Consumer Product Safety Commission

Additional Steps Needed to Assess Fire Hazards of Upholstered Furniture Gao ID: HEHS-00-3 November 17, 1999

To establish a flammability standard for chairs, sofas, and other upholstered furniture, the Consumer Product Safety Commission quantifies the fire hazards using (1) national estimates of the total number of fires in four general categories and the extent of losses that do not reflect specific types of fires, such as those from upholstered furniture, and (2) detailed information about specific types of fires within a portion of all U.S. fires. At present, the Commission cannot ensure that its methodology provides a complete picture of the national fire losses that the potential standard would address because, among other things, (1) it has not developed a statement of precision for the estimated losses from upholstered furniture fires and therefore cannot disclose the range of the standard's possible benefits and (2) its methodology for calculating fire losses has the effect of including losses that the standard is not likely to address, such as losses from fires that are intentionally set. GAO recommends that as the Commission continues to consider the need for a mandatory flammability standard for upholstered furniture, it do more analyses to identify the level of imprecision in its methodology's fundamental assumptions and apply any necessary revisions to its cost-benefit analysis.

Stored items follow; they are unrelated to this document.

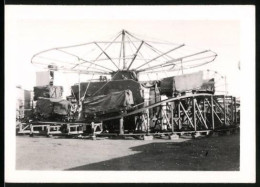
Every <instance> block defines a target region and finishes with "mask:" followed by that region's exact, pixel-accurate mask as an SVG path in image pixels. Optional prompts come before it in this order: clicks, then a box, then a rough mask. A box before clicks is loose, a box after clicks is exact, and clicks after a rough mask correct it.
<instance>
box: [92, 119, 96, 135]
mask: <svg viewBox="0 0 260 187" xmlns="http://www.w3.org/2000/svg"><path fill="white" fill-rule="evenodd" d="M91 132H92V134H93V136H95V123H94V122H93V121H92V122H91Z"/></svg>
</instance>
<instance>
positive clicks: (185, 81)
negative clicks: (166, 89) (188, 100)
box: [174, 71, 203, 92]
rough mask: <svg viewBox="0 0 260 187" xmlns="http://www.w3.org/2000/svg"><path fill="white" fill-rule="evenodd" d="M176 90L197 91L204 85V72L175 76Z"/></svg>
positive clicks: (175, 84)
mask: <svg viewBox="0 0 260 187" xmlns="http://www.w3.org/2000/svg"><path fill="white" fill-rule="evenodd" d="M174 80H175V89H176V91H177V92H184V91H189V90H196V89H198V88H200V87H201V86H202V84H203V72H202V71H199V72H196V73H191V74H185V75H180V76H175V77H174Z"/></svg>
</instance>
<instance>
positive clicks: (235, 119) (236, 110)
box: [234, 97, 237, 125]
mask: <svg viewBox="0 0 260 187" xmlns="http://www.w3.org/2000/svg"><path fill="white" fill-rule="evenodd" d="M234 104H235V125H237V101H236V98H235V97H234Z"/></svg>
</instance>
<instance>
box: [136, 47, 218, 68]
mask: <svg viewBox="0 0 260 187" xmlns="http://www.w3.org/2000/svg"><path fill="white" fill-rule="evenodd" d="M206 52H209V50H205V51H201V52H198V53H194V54H191V55H187V56H183V57H180V58H177V59H173V60H169V61H167V62H164V63H161V64H158V65H155V66H152V67H149V68H146V69H141V70H139V71H143V70H146V71H147V70H153V69H155V68H159V67H166V66H171V65H175V64H172V63H174V62H178V61H180V62H181V63H186V62H189V61H182V60H183V59H184V58H188V57H192V56H195V55H199V54H203V53H206ZM214 56H216V55H211V56H207V57H201V58H197V59H193V60H190V61H196V60H201V59H205V58H210V57H214Z"/></svg>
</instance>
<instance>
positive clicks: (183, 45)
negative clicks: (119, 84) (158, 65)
mask: <svg viewBox="0 0 260 187" xmlns="http://www.w3.org/2000/svg"><path fill="white" fill-rule="evenodd" d="M183 46H184V44H182V45H179V46H178V47H175V48H173V49H171V50H169V51H167V52H165V53H163V54H161V55H159V56H157V57H155V58H153V59H152V60H149V61H148V62H146V63H144V64H142V65H141V66H139V67H137V68H136V70H137V69H139V68H141V67H143V66H145V65H146V64H148V63H150V62H152V61H154V60H156V59H158V58H160V57H161V56H164V55H166V54H168V53H170V52H172V51H174V50H176V49H179V48H181V47H183Z"/></svg>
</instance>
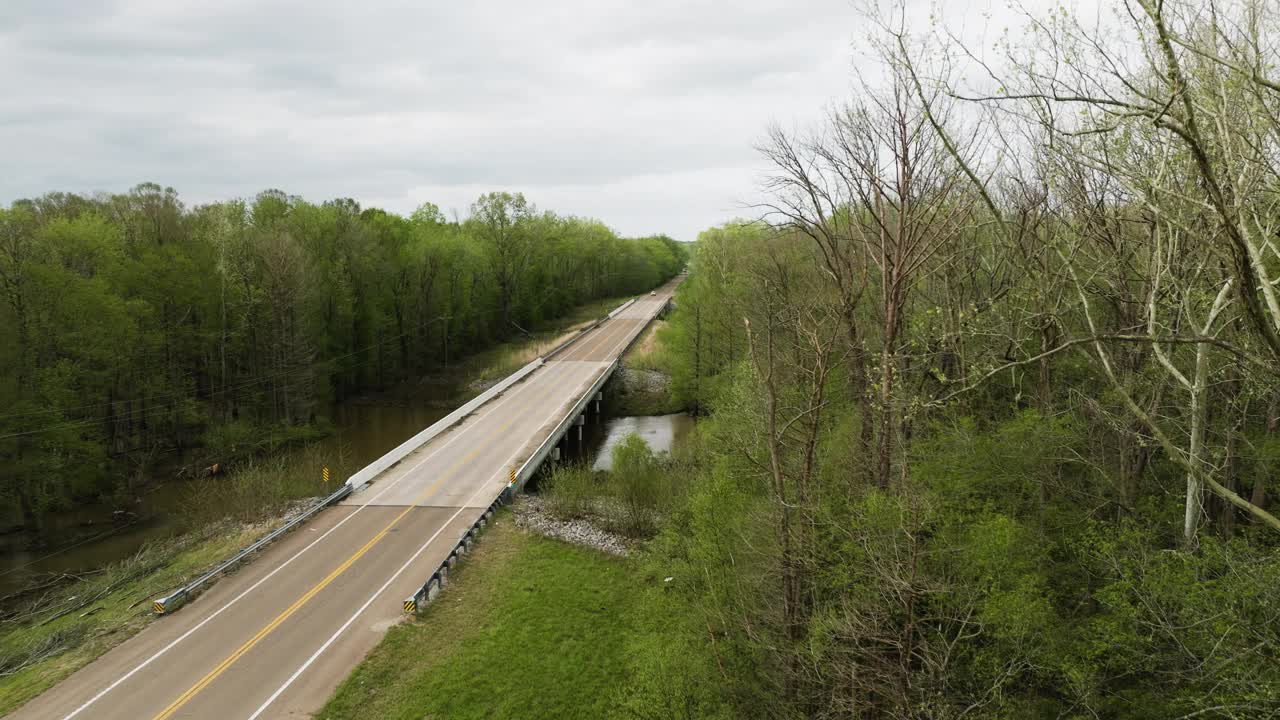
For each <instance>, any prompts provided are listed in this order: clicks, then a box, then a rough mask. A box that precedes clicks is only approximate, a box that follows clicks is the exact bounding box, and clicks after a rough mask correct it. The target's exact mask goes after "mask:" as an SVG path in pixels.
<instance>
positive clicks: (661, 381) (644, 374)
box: [618, 366, 671, 395]
mask: <svg viewBox="0 0 1280 720" xmlns="http://www.w3.org/2000/svg"><path fill="white" fill-rule="evenodd" d="M618 374H620V375H621V378H620V379H621V380H622V387H623V392H643V393H663V395H664V393H667V392H668V391H669V388H671V378H669V377H667V375H666V374H664V373H659V372H657V370H641V369H637V368H626V366H623V368H620V369H618Z"/></svg>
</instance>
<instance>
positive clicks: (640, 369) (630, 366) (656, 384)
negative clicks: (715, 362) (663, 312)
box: [614, 320, 687, 415]
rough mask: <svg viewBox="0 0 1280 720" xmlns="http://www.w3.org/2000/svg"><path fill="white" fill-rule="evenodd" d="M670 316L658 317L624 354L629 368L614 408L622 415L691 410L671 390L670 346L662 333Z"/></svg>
mask: <svg viewBox="0 0 1280 720" xmlns="http://www.w3.org/2000/svg"><path fill="white" fill-rule="evenodd" d="M666 324H667V322H666V320H654V322H653V323H650V324H649V327H648V328H646V329H645V332H644V333H643V334H641V336H640V338H639V340H637V341H636V343H635V345H632V346H631V348H630V350H627V352H626V355H623V356H622V366H623V368H625V369H627V370H628V373H626V374H625V375H623V377H622V382H620V383H617V386H616V387H617V396H616V398H614V402H616V405H614V411H616V413H617V414H618V415H669V414H672V413H684V411H685V410H687V407H685V406H684V405H682V404H681V402H680V401H677V400H676V398H675V397H673V396H672V393H671V386H669V377H668V370H667V355H666V347H664V346H663V343H662V340H660V338H659V337H658V333H659V332H660V331H662V328H663V327H666Z"/></svg>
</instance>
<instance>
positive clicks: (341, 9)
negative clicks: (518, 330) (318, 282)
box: [0, 0, 1000, 240]
mask: <svg viewBox="0 0 1280 720" xmlns="http://www.w3.org/2000/svg"><path fill="white" fill-rule="evenodd" d="M993 4H997V5H998V4H1000V3H993V1H992V0H964V1H961V3H959V4H956V3H952V4H950V6H948V10H947V12H948V14H951V15H952V17H955V15H960V17H963V10H964V8H960V10H961V13H955V10H956V5H963V6H965V8H968V9H970V10H978V12H980V10H984V9H989V6H991V5H993ZM920 5H922V10H923V9H924V5H925V3H924V1H923V0H922V3H920ZM859 24H860V23H859V15H858V13H856V12H855V8H854V5H852V4H851V3H850V1H849V0H733V1H728V0H719V1H690V0H641V1H635V0H596V1H575V3H568V1H554V3H553V1H540V3H539V1H517V0H471V1H468V0H457V1H440V0H412V1H411V0H306V1H279V0H200V1H197V3H192V1H188V0H115V1H93V3H88V1H83V0H0V78H3V79H4V88H5V91H4V94H3V95H0V149H3V152H4V155H3V158H4V160H3V168H4V172H3V173H0V202H5V204H8V202H9V201H13V200H15V199H19V197H29V196H35V195H40V193H44V192H46V191H51V190H61V191H74V192H92V191H100V190H102V191H124V190H127V188H129V187H132V186H133V184H137V183H138V182H145V181H152V182H159V183H161V184H169V186H173V187H175V188H177V190H178V191H179V192H180V193H182V196H183V199H184V200H186V201H187V202H188V204H198V202H205V201H212V200H223V199H228V197H239V196H251V195H253V193H256V192H257V191H260V190H264V188H269V187H276V188H280V190H284V191H287V192H291V193H296V195H302V196H303V197H306V199H308V200H312V201H323V200H326V199H332V197H355V199H356V200H358V201H360V202H361V204H362V205H365V206H380V208H385V209H388V210H393V211H399V213H407V211H410V210H412V209H413V208H415V206H417V205H419V204H420V202H422V201H431V202H435V204H438V205H440V206H442V208H443V209H445V210H447V211H449V210H457V211H458V213H460V214H463V215H465V214H466V210H467V206H468V205H470V204H471V201H472V200H475V197H476V196H477V195H480V193H481V192H485V191H490V190H512V191H522V192H525V195H526V196H527V197H529V199H530V200H531V201H534V202H535V204H538V205H539V206H540V208H544V209H552V210H556V211H559V213H564V214H576V215H590V217H595V218H599V219H602V220H604V222H605V223H608V224H609V225H612V227H614V228H616V229H618V231H620V232H622V233H625V234H649V233H658V232H666V233H668V234H672V236H675V237H677V238H680V240H694V238H695V237H696V234H698V232H699V231H701V229H704V228H707V227H709V225H713V224H718V223H721V222H723V220H726V219H730V218H732V217H736V215H745V214H748V210H744V209H742V206H741V204H742V202H744V201H748V200H750V199H751V196H753V193H754V191H755V187H756V184H758V178H759V170H760V160H759V158H758V155H756V152H755V150H754V149H753V145H754V143H756V142H758V141H759V140H760V138H762V136H763V133H764V132H765V129H767V127H768V124H769V123H771V122H778V123H781V124H783V126H785V127H804V126H809V124H812V123H813V122H815V120H817V118H818V115H819V114H820V113H822V111H823V109H824V108H827V106H829V105H831V104H833V102H836V101H838V100H841V99H842V97H846V96H847V95H849V91H850V87H851V78H852V68H854V64H855V61H864V60H858V54H856V53H855V49H854V42H855V41H859V40H860V38H861V37H863V35H864V31H863V29H861V28H860V27H859Z"/></svg>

GAO noted that: (1) because no single national data source exists on the magnitude of hazards and losses caused by upholstered furniture fires, CPSC blends information from two different sources; (2) one source provides national estimates on the total number of fires in four general categories and the extent of losses, but it provides no information about specific types of fires, such as upholstered furniture fires; (3) the second source provides detailed information for specific types of fires, but for only a portion of all fires in the United States; (4) CPSC uses the details from the second source of data and the national estimates from the first source to calculate national estimates of fire losses from the kinds of upholstered furniture fires the standard would address; (5) CPSC cannot ensure that its methodology provides a complete picture of the national fire losses that the potential standard would address; (6) CPSC does not develop a statement of precision for the estimated losses from upholstered furniture fires; (7) without this, CPSC's estimates of fire losses do not adequately disclose the range of benefits that may be associated with its potential standard; (8) CPSC's methodology for calculating fire losses has the effect of including losses that are not likely to be addressed by the standard; (9) fire losses involving upholstered furniture are counted even though other factors not addressed by the standard may have been responsible, such as fires that are intentionally set; (10) also, for those fires for which the cause or origin is unknown, CPSC assumes that upholstered furniture fires will occur in the same proportion they occur in fires with a known cause; (11) GAO's testing shows that these methods are likely to substantially overstate fire losses that the standard would address, and as a result, they could have a material effect on the associated benefits expected from the potential standard; and (12) various analyses can be used to assess the validity of underlying assumptions and ultimately strengthen CPSC estimates, but so far CPSC has not used them.